The big challenges for us is trying to link what we had in managed care in terms of some of the issues of continuity across systems in a very unorganized system like fee for service. Particularly when you get down to the issue of practitioner performance and physician groups and physicians has been an area where I think a big challenge is.

Then, the case I don't think is as clearly delineated, in terms of exactly where you go, how you go, and how you start developing this. The Balanced Budget Act of 1997 mandated that HICFA had to start doing a study to look at the application of HEDIS data in fee for service. We have got a project that is underway with the health economics research.

We are working with five large group practices across the United States to begin a process of looking at the feasibility of collecting HEDIS data both at the plan level, and we are also doing it at what we call a quasi-market level, and also some national work, using both survey data -- health outcome surveys is what we are using. We are also using claims data. We've got all together five HEDIS measures that we are working with -- mammography, retinal eye exams, beta blockers and followup after mental health hospitalization, are the ones we picked to try to get at different elements of the problem.

I just wanted to talk about a couple of questions that I think are real vexing in this area for us.
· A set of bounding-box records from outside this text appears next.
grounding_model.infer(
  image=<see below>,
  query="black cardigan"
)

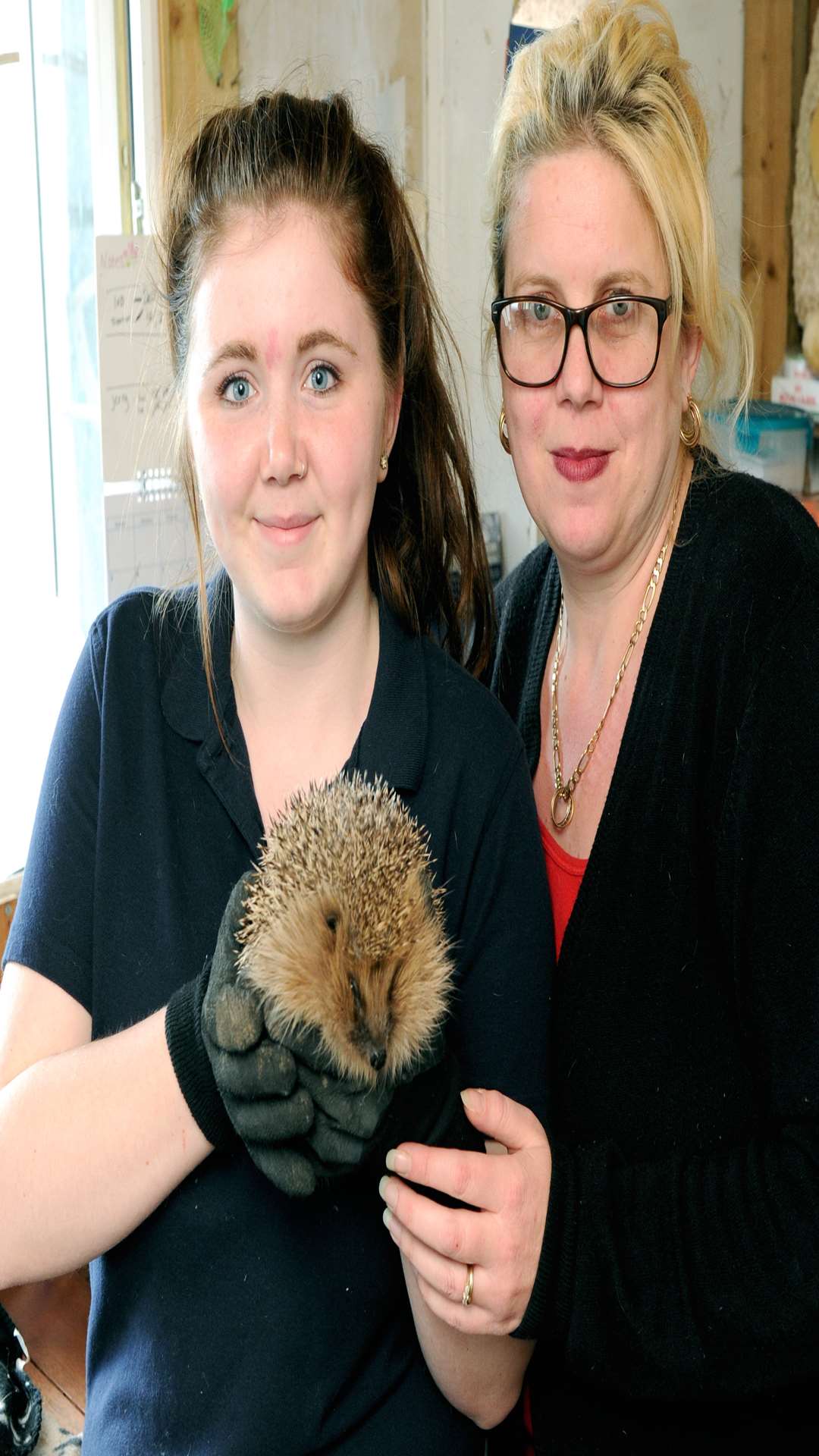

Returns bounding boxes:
[493,460,819,1453]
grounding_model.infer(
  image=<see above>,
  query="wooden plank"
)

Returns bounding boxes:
[0,874,24,980]
[742,0,794,394]
[0,1271,90,1412]
[158,0,239,149]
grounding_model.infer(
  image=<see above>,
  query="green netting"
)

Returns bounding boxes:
[199,0,239,86]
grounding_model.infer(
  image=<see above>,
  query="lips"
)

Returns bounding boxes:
[255,511,318,546]
[552,447,609,482]
[256,513,315,532]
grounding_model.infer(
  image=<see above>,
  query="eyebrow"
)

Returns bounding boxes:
[207,329,359,374]
[299,329,359,359]
[206,339,258,374]
[513,268,651,296]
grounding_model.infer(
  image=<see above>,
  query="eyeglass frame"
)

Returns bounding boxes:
[491,293,672,389]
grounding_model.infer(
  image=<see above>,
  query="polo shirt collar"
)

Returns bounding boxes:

The study isn't going to be completed until 2001, but already we are seeing what some of the challenges are in trying to think about this market in data collection and in data quality.

One is, the appropriate units for recording for these measures need two payment systems, whether it should be state level, market level or some definition of provider. The problem we are having is the unit of recording. It is a real challenge here. To some extent, you can identify it as a denominator problem.
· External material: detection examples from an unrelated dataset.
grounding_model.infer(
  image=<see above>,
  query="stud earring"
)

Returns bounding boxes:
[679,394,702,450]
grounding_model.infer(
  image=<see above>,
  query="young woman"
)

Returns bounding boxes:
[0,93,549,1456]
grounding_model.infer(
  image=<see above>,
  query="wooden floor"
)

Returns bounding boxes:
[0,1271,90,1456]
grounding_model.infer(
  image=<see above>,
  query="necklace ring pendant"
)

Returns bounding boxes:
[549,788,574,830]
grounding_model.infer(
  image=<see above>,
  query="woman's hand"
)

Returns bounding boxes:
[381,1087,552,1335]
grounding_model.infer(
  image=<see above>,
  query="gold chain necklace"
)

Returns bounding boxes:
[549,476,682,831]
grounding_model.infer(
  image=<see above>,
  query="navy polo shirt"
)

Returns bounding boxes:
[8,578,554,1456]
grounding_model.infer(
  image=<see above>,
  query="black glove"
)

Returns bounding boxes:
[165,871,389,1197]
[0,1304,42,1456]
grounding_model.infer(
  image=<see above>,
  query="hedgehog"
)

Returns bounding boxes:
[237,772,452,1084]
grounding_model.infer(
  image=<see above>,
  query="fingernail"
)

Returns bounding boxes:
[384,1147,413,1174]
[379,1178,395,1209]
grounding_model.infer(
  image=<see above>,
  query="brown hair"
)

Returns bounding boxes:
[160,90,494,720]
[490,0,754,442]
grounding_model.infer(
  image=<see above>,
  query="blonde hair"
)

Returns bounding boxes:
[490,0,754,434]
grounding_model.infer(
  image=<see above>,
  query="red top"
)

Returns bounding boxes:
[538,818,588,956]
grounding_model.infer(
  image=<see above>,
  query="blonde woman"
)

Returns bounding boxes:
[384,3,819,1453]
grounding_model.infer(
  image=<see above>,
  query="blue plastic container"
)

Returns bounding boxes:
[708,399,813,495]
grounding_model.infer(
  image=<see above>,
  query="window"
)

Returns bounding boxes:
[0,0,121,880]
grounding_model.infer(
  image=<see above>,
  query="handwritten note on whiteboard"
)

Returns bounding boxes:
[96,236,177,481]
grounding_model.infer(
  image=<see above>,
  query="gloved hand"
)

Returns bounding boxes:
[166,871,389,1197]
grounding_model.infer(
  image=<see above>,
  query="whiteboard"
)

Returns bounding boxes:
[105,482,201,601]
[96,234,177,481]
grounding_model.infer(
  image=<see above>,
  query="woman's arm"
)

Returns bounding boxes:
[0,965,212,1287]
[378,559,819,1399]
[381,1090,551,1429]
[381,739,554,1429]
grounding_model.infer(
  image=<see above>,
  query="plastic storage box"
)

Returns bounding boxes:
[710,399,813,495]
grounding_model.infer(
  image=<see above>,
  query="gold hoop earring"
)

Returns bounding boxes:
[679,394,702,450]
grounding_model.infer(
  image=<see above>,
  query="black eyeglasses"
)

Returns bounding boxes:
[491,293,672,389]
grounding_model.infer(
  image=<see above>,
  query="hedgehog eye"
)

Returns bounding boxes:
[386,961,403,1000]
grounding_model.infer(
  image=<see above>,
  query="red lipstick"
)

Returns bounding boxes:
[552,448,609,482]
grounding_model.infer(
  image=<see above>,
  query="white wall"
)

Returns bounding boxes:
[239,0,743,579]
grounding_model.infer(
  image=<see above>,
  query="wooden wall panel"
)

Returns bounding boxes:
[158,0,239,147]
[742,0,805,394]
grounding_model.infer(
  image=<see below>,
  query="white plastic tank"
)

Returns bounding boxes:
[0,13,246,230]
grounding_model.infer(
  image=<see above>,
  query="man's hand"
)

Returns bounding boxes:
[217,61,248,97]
We are trying to focus this effort by looking at large group practices and seeing what that tells us about quality. We are also trying to do it at a little higher level in geographic areas that are akin to HMO market areas.

I think that this becomes a problem for clinical effectiveness measures where populations are very limited -- diabetics, congestive heart failure patients. We really run into some problems with numbers, even when we are working in large groups. Although I think our work is preliminary, I think we are going to have to start thinking about, as we move to lower levels in the system, what is the value of purchaser specific recording versus provider reporting, in terms of trying to look at some of these quality issues. Hopefully we can draw upon studies in the field that can tell us whether there are differential effects across these systems, but it is not always clear that there is. That is an area where we are trying to do some more, to see if that would help us build a database that allows them to move down a little lower, but still have some comfort that we are getting an accurate measure of quality that people can use.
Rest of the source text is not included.